Categories
Compliance F&I

The Supreme Court Upholds Disparate Impact. Now What?

Karen Klees, Certified Consumer Credit Compliance Professional

 

Contributed Author: Karen Klees, Certified Consumer Credit Compliance Professional, EFG Companies

June was a big month for the Consumer Financial Protection Bureau (CFPB). The Supreme Court of the United States held in the case of Texas Department of Housing and Community Affairs et al. v. Inclusive Communities Project, Inc., that “disparate-impact claims are recognizable under the Fair Housing Act.” The CFPB established their Larger Participant Rule, putting captive finance companies under their jurisdiction. And, BB&T announced the launch of a nondiscretionary dealer compensation program that prohibits dealer markup and offers a flat-fee dealer compensation program.
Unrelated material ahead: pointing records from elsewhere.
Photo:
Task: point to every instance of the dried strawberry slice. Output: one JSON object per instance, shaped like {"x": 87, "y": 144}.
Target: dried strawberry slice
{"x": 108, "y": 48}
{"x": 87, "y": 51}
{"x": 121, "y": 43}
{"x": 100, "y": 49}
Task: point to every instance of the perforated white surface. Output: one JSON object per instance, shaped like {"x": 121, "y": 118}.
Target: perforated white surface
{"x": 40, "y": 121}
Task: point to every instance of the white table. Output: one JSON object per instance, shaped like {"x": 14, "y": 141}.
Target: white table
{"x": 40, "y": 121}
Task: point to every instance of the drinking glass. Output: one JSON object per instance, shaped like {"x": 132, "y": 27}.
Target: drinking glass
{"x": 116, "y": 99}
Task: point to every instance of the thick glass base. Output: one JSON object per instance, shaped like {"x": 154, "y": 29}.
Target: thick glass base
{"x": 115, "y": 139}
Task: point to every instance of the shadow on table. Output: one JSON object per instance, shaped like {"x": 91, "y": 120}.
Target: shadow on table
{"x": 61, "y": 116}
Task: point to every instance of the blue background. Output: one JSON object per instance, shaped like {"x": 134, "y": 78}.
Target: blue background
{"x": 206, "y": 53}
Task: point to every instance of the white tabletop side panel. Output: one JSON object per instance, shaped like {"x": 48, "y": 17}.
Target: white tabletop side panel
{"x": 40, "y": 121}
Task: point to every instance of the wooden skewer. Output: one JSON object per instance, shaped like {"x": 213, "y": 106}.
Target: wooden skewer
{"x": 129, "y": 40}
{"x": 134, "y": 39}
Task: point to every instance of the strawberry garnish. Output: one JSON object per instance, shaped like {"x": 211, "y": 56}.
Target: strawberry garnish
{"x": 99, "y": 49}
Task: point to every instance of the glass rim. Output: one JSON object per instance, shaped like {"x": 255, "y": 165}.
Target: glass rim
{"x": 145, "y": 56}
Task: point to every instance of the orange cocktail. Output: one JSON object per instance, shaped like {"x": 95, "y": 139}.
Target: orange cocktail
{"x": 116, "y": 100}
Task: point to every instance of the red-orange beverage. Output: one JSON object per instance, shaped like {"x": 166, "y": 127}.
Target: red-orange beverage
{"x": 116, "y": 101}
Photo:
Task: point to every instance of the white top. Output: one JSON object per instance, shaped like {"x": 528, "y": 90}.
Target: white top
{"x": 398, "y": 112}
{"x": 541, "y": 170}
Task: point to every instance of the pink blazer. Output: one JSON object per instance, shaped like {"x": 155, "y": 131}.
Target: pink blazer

Right now, you can’t read the news without seeing an article about the CFPB and speculation on what the industry will look like in the coming months. Rumors abound that three captives currently under CFPB investigation, Honda, Nissan and Toyota, will cap dealer markup.

Just recently, Honda Finance Corporation reached a resolution with the CFPB and the Department of Justice, where it agreed to change its pricing and compensation system to “substantially reduce dealer discretion and minimize the risks of discrimination,” and to pay $24 million in restitution to affected minority borrowers. While the jury is still out on Nissan and Toyota, lenders have a unique opportunity to take advantage of all this activity.